Getting married introduces a world of change to newlyweds’ lives, as spouses consolidate and coordinate everything from their homes to their personal schedules. Money matters are especially important to newly married couples as they combine the personal finances of two single individuals into a unified family financial plan. Understanding the financial issues that need to be taken care of can help you and your spouse hit the ground running with your household money management.
Bank Accounts - Married couples have to decide whether to hold separate bank accounts, joint bank accounts or both. Joint bank accounts can add convenience to family finances, allowing both spouses to add and tap into a single pool of finances for bills, necessities and discretionary spending. On the other hand, maintaining separate bank accounts can reduce confusion and add accountability to personal spending while eliminating potential arguments over unaccounted-for spending.
Tax Considerations - Married couples have additional options at tax-time. Spouses can choose to file their taxes jointly or as "married, filing separately." Filing separately carries tax advantages in a small number of specific situations; filing jointly allows married couples to take advantage of a wider range of deductions, as well as share a single tax rate for their combined income.
Assets - The increasing rate of divorce in the United States remains an unfortunate reality, introducing a number of non-traditional considerations to the marriage equation.

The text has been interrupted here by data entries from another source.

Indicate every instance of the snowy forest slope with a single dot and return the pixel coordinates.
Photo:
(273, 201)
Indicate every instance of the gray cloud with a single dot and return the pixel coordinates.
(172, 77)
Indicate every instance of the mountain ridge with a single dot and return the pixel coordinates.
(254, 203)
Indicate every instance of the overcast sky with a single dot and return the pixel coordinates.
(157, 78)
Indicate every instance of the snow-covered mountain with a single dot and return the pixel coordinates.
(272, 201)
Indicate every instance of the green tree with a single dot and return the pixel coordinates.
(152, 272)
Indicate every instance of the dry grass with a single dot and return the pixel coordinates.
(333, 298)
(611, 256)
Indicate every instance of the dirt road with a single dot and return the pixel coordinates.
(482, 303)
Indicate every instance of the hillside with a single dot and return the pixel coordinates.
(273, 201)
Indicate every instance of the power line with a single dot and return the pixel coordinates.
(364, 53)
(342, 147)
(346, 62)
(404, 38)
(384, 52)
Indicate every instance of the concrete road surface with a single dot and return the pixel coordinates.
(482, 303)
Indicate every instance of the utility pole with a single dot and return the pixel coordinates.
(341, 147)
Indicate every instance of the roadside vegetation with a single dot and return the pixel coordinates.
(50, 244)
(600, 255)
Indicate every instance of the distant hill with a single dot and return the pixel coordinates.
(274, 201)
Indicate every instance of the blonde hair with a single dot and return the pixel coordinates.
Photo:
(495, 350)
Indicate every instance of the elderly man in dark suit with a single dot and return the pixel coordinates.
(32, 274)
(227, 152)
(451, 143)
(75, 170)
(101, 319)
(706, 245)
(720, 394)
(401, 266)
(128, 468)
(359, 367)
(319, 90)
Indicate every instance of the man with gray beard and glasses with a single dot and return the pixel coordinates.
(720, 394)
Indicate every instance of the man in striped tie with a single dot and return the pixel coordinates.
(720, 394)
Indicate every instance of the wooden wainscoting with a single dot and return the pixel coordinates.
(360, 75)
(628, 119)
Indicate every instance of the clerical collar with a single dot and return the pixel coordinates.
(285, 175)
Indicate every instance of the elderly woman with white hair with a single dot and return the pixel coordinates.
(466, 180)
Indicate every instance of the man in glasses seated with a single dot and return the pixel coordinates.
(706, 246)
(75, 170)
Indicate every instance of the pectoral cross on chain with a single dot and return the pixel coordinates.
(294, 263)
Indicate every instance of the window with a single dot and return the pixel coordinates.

Married couples undergoing a divorce can go through bitter, drawn-out fights over who legally owns which assets. Engaged couples may do well to draw up pre-nuptial agreements listing exactly which assets each spouse brings into the marriage and exactly how jointly purchased assets are to be shared or liquidated in the unfortunate event of a divorce.
Investment - Married couples have to consider additional factors when making investment decisions. Single people generally invest money either to boost their incomes or save for retirement. Families, on the other hand, have to consider events like children's college tuition and real estate upgrades as the family grows in addition to traditional considerations such as retirement. Families who have robust investment plans in place with individual investments pegged to specific family objectives can make things easier on themselves in the future.
Budgeting - Budgeting and practical money management take on new dimensions in a marriage. Rather than governing a single person's spending habits, a family budget governs two people's spending at once. Spouses have to work together on their budgets to ensure that the household's income continually exceeds expenses. If both spouses shop for household necessities, for example, they will have to communicate and coordinate their spending to ensure that their combined household expenses do not exceed their budgeted total.